First of all take a deep breath, and then go to the Amp Tech page of this forum
http://www.guitarscanada.com/Board/forumdisplay.php?f=46
Explain in detail exactly what happened and someone will know the answer.
Everything can be fixed. :smile:


----------



## Rugburn (Jan 14, 2009)

Well Wooz. your description is little difficult to make out. In order for people to help you here you might want to clear up what you were trying to do. Were you trying to plug one amp into another amp? Is it tube amps or solid state, or both? Did you plug in to an effects loop or headphone jack? There isn't much doubt in my mind that something recieved more juice than it could handle. Whether you've fried a resistor, a capacitor ,a transformer or had a tube socket meltdown is in the details. I'm not saying your problem can necessarily be troublshot over the net, but some of these things can point to a minimal repair job, as oposed to an expensive fix.

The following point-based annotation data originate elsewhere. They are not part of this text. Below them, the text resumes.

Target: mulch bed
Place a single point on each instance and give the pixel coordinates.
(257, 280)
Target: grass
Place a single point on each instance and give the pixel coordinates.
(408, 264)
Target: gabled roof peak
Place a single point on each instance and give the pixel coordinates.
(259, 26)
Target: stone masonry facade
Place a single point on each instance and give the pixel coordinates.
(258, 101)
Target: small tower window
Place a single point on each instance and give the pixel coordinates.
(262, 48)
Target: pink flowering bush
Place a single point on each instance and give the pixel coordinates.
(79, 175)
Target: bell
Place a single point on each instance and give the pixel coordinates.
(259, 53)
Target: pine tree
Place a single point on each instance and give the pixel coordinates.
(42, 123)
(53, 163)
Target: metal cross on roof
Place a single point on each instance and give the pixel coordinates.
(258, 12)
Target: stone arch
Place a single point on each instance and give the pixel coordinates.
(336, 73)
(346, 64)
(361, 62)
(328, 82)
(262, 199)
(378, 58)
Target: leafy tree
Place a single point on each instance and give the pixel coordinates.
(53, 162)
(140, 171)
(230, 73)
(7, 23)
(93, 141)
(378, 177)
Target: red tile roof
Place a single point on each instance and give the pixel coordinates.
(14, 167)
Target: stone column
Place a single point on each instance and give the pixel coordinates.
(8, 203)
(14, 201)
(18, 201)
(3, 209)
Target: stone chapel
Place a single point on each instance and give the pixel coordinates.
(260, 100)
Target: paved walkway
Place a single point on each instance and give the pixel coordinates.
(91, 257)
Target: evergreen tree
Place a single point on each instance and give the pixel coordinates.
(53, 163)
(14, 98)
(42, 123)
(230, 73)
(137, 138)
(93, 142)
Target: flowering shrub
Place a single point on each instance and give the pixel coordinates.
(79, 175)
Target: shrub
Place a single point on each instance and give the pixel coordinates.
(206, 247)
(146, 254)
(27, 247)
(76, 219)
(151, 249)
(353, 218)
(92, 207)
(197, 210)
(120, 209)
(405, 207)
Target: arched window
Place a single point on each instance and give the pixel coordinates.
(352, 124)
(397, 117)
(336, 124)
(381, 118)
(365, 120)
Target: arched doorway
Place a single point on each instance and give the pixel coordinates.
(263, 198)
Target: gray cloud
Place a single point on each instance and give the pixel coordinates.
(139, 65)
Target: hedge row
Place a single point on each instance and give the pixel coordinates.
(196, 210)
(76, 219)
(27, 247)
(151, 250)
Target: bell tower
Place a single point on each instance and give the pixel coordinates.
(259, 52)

It sounds like it needs a doctor.

Good luck Shawn.


----------



## greco (Jul 15, 2007)

wooz said:


> hello, i've plugged my amp into a head , but plugged into the amp in the , headphone, jack, pedal jack , etc,


Wooz...as Rugburn said..._*"your description is little difficult to make out."*_

Can you be more clear as to what got plugged into what and in which order all this "plugging into" happened

Cheers

Dave


----------



## Esoterik (Dec 18, 2006)

Sounds like he plugged the speaker cable into the footswitch jack instead of the speaker out on his amp.

If I'm right, the output transformer is probably blown from him running the amp without a load.

I am assuming of course that this is a tube head.

I'm doing a lot of assuming here actually.


----------



## Ripper (Jul 1, 2006)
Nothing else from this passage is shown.